Toprağı yaşatmak; suyu yaşatmak; havayı yaşatmak ve ısıyı denetim altında tutmak. Bu dörtlü yaşarsa, onların yaşattıkları da yaşar. Hepsi yaşarsa insan da yaşar. Peki, bu nasıl olacak? Konuyu biraz açacak olursak şunları söyleyebiliriz:

  • Kamu sağlık kurumlarının imarı sırasında kent rantı sağlamasının önüne geçilmesi. Erişebilirliğin öne çıkarılmasına yönelik çalışmalar yapılması. Kent merkezlerinde bulunan ve erişebilirliği kolay olan sağlık kurumlarının kapatılarak şehrin ücra yerlerinde inşa edilen devasa binalara taşınması hem kent rantını doğurmakta hem de erişebilir olmaktan çıkmadır.
  • Köylerin ve kasabaların doğal yaşamı tehdit etmeyecek şekilde kent kültürü öncelikli değil, kültürel dokularını önceleyen bir belediyecilik beklemekteyiz.
  • Uluslararası sermayenin ormanlarımızı ve dağlarımızı talana açıp sömürge madenciliğini yerellerimizde inşa etmesinin önüne geçecek ekoloji bilincini ve birliklerini geliştirecek bir yerel yönetim istiyoruz.
  • Kentlerin “engelsiz” inşasına yönelik çalışmalar başat olmalıdır.
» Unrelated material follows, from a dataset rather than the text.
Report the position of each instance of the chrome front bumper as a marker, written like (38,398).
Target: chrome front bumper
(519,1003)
Yapılan her çalışma engelsiz kent perspektifi ile yapılmalıdır. 
  • En az doğal kaynak kullanma
  • Ekolojik ayak izini en aza indirme
  • Sera gazına yol açan uygulamaları sıfırlama
  • Sıfır karbon ilkesini hayata geçirme
  • Kent içi ulaşımda motorlu araçları saf dışı edip yürümeyi en mümkün hale getirme
  • En az motor kullanıp -en az kirletici gaz yanında- en az ısı yayma
  • Güneşten, rüzgârdan, akıntıdan, dalgadan enerji kaynağı olarak en yüksek düzeyde faydalanma
  • Kullanılabilir suyu en az düzeyde atık suya dönüştürmeye sebep olma
  • Binaları hava akımlarını kesmeyecek şekilde inşa etme
  • Cadde-sokak düzenini hava akımlarını kesmeyecek şekilde kurma
  • Binaları hava akımını kullanarak, klima kullanmadan, serinletme
  • Binaları dışarıyı ısıtmayacak şekilde yapma
  • Kentin gıdasını kent içi ve kent çevresinde aynı kentin insanları tarafından organik tarım ilkelerine göre üretme
  • Yeniden kullanma, yeniden üretim ve dönüşüm ilkelerine uyma; atıklar yeniden ve yeniden kullanma
  • Çok yoğun bir ağaçlandırma ve yeşil koridorlarla tüm kentin bir orman gibi olmasını sağlama (Ağaçlı semtlerin daha serin olduğu, daha az klima kullanımına ihtiyaç gösterdiği bilimsel bir gerçek. Ağacın yeşil bir estetik sağlaması, havayı temizlemesi ve ses kirliliğini azaltması özellikleri zaten biliniyor.)